Cierro la mochila y bajo con ella del hombro a la sala. Brya está recostado en un sillón dibujando en uno de sus cuadernos. Alya lee una revista de moda con los pies subidos en la mesita de noche como cada vez que mamá no está cerca para verla y ordenarle que los baje. Por un momento todo parece normal, como cualquier otro día.

Hasta que Brya levanta la mirada del cuaderno y veo el corte en su frente, lo que me recuerda el suceso de ayer.

Ya nada, en absoluto, es normal.

—Alya, ayúdale a Brya a hacer su mochila y haz tú la tuya. Carguen solo ropa. Lo esencial.

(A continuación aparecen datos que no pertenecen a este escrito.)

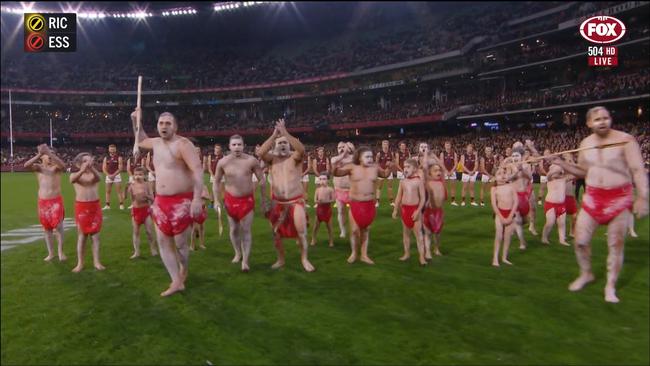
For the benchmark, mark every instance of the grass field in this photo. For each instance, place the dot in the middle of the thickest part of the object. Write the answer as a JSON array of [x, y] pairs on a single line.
[[457, 310]]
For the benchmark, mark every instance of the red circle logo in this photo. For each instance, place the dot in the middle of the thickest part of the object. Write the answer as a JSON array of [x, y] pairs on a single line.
[[35, 42]]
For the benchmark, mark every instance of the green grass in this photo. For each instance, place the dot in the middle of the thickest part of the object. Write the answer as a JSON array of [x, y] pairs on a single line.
[[457, 310]]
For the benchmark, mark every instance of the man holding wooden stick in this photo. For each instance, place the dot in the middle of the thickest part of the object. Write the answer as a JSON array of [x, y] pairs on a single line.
[[609, 196], [179, 186]]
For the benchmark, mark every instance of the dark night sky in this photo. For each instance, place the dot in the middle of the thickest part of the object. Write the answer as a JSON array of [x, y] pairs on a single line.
[[264, 24]]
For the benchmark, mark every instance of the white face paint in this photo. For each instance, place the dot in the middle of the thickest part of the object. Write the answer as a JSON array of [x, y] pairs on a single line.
[[600, 122], [236, 147], [282, 147], [409, 170], [166, 127], [366, 158]]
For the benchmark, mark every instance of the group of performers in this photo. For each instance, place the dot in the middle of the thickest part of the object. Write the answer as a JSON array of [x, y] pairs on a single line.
[[609, 161]]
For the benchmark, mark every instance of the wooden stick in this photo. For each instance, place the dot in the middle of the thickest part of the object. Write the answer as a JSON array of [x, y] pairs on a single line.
[[136, 149], [603, 146]]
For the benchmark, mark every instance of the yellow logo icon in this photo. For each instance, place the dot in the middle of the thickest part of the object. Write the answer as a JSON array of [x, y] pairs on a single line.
[[35, 23]]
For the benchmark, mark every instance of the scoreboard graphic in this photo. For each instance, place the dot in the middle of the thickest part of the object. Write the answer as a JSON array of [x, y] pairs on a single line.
[[50, 32]]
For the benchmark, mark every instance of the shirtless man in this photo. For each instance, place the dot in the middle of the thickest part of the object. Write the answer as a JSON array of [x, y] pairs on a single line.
[[410, 200], [363, 174], [609, 196], [342, 184], [423, 157], [383, 157], [87, 211], [570, 201], [287, 215], [141, 197], [179, 184], [401, 155], [133, 163], [213, 160], [554, 204], [487, 166], [433, 215], [504, 205], [320, 164], [543, 167], [520, 175], [306, 169], [468, 162], [151, 178], [237, 170], [50, 203], [323, 198], [450, 161], [112, 166]]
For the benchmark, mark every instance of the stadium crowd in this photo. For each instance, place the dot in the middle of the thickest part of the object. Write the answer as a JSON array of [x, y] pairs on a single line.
[[555, 137], [188, 67]]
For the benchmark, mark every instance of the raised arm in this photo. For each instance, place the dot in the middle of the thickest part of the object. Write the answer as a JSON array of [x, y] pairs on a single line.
[[338, 171], [143, 141], [216, 184], [74, 177], [209, 162], [91, 168], [635, 162], [56, 160], [296, 145], [32, 163], [385, 173], [257, 170], [264, 151], [578, 170], [193, 162], [105, 166]]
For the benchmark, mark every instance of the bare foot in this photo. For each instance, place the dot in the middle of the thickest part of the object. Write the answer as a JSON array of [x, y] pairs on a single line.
[[581, 281], [173, 288], [307, 266], [423, 261], [610, 295], [182, 274]]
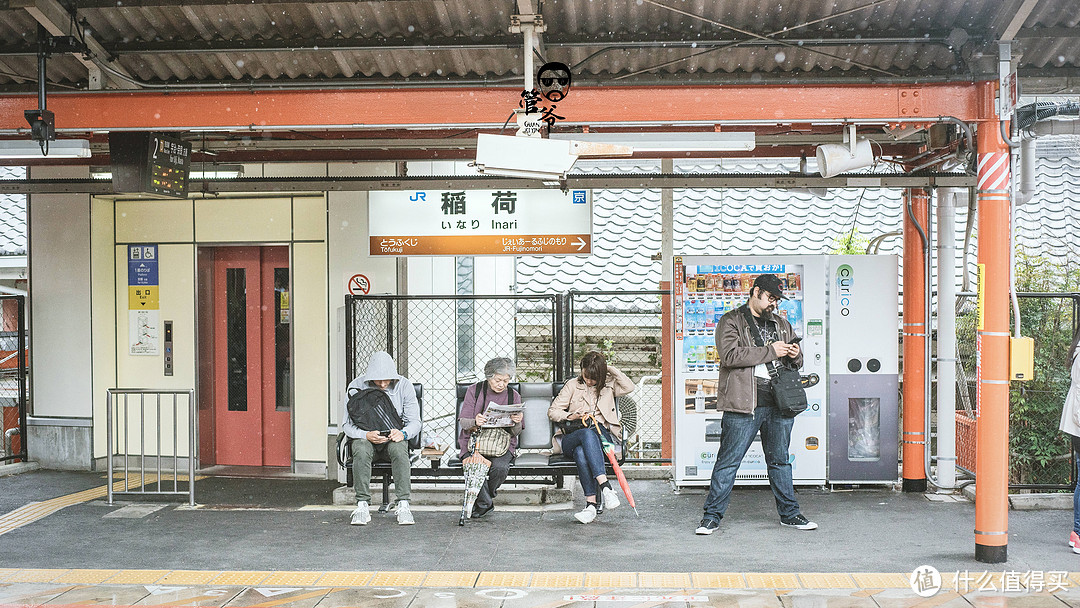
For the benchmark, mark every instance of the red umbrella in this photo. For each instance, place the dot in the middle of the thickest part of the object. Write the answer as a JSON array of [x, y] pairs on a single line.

—¿Nos iremos? —inquiere Brya.

Mi corazón da un vuelco.

—No podemos quedarnos aquí demasiado tiempo.

—Pero si papá...

—Anda, Brya —lo interrumpe Alya—. Vamos a hacer tu mochila.

Los dos suben las escaleras y yo me dedico a acomodar las cobijas y las almohadas. Dormiremos en la sala. Es lo mejor. Así estaremos los tres juntos, y si algo sucede podremos salir rápidamente.

Escojo el cuchillo más afilado, el que usa mamá para cortar carne en trozos grandes. Lo llevo a la sala y lo dejo sobre la mesita de noche, al lado del sofá donde yo dormiré. Juntamos nuestras tres mochilas y en una más empacamos sopas instantáneas, carne seca y botellas de agua junto a las frituras que tomamos de la licorería.

—¿Cuánto tiempo nos quedaremos en casa? —me pregunta Brya al arroparlo.

—No lo sé —respondo.

Subo la cobija hasta sus mejillas y acomodo la almohada debajo de su cabeza para que esté cómodo.

—Creo que deberíamos esperar a que llegue papá —propone—. Él sabrá qué hacer y a donde tenemos que ir.

Es de noche y necesita descansar, y no quiero darle una respuesta que lo deje afligido. No quiero decirle que tal vez no volvamos a ver a papá.

—Tienes razón —digo—. Por ahora descansa.

Le doy la indicación a Alya de que no encienda ninguna luz para no llamar la atención, y después de asegurarme que todas las puertas y ventanas estén cerradas, me acobijo en un sillón.

No sé cuánto tiempo permanezcamos en casa. No sé si es seguro estar aquí. Pero tampoco sé a qué otro lugar podemos ir. En el garaje hay dos autos con el suministro lleno de gasolina, nos alcanzara para salir de Avox o ir a cualquier parte. Cuando se nos termine podría volverlo a llenar en cualquier gasolinera abandonada, o podría comprarla, cuento con el dinero para transportarnos por muchos días, hasta semanas. ¿Pero adónde iríamos?

Lo pienso por mucho tiempo, hasta que el agotamiento me gana y caigo finalmente dormida.